Nachdem der theoretische Begriff „Eventisierung“ definiert ist, gibt 2.5 mit dem soziologisch geprägten Ansatz der Erlebnisgesellschaft eine erste Erklärung für das fortschreitende Phänomen der Eventisierung im Sport.
Der Begriff des „Event“ ist in Mode gekommen und wird auch in der Fachliteratur in vielen variierenden Zusammenhängen und Begriffsverständnissen immer wieder benutzt. Der DUDEN (2001, 501) definiert „Events“ als Veranstaltungen oder besondere Ereignisse. Das, aus dem englischen in der zweiten Hälfte des 20. Jahrhunderts entlehnte Wort, wird von PONS (1993, 383) als Ereignis oder Veranstaltung ins Deutsche übersetzt. Eine Vielzahl der Definitionen, die sich mit dem Begriff des „Event“ detailliert auseinandersetzen, stammen aus der Wirtschafts- oder Marketing-Fachliteratur. Der Deutsche Kommunikationsverband legt „Events“ wie folgt fest: „Unter Events werden inszenierte Ereignisse sowie deren Planung und Organisation im Rahmen der Unternehmenskommunikation verstanden, die durch erlebnisorientierte firmen- oder produktbezogene Veranstaltungen emotionale oder physische Reize darbieten und einen starken Aktivierungsprozess durchführen“ (BDW, 1993, 3).
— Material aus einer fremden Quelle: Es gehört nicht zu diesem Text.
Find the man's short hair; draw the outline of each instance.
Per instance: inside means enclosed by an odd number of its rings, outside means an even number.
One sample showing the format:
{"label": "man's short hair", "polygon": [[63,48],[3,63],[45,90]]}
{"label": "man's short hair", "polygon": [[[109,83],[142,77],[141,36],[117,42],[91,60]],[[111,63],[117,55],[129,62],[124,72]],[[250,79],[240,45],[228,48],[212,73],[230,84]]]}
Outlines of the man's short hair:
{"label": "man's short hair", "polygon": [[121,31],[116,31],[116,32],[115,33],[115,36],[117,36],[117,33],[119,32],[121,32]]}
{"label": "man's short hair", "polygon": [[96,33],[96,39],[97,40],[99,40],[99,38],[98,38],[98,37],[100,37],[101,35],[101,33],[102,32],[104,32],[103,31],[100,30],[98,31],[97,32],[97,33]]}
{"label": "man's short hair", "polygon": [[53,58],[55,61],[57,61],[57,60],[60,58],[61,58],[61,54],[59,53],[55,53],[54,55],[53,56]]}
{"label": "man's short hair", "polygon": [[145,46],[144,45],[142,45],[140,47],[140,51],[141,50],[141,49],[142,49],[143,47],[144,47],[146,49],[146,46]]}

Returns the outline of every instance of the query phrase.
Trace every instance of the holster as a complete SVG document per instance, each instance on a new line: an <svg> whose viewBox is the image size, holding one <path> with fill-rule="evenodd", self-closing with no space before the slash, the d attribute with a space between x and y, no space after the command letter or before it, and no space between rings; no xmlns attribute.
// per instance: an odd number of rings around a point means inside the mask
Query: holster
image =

ZANGER&SISTENICH (1996, 234f) definieren Events im Rahmen des Marketings als „inszenierte Ereignisse in Form erlebnisorientierter firmen- und produktbezogener Veranstaltungen, die dem potentiellen Kunden emotionale und physische Reize darbieten, die zu einem starken Aktivierungsprozess führen.“
Dazu weiter zeichnen sich solche Events durch eine Reihe charakteristische Merkmale aus:
- Events sind vom Unternehmen initiierte Veranstaltungen ohne Verkaufcharakter
- Events unterscheiden sich bewusst von der Alltagswirklichkeit der Zielgruppe
- Events setzen Werbebotschaften in tatsächlich erlebbare Ereignisse um, d.h. inszenierte Markenwelten werden erlebbar
- Events werden zielgruppenfokussiert ausgerichtet und stehen für eine hohe Kontaktintensität
- Events sind interaktionsorientiert. Kunden werden aktiv über die Verhaltensebene in die Kommunikationsstrategie einbezogen.
- Events sind Bestandteile des Konzepts integrierter Unternehmenskommunikation. Sie sind organisatorisch selbständig, jedoch inhaltlich gebunden.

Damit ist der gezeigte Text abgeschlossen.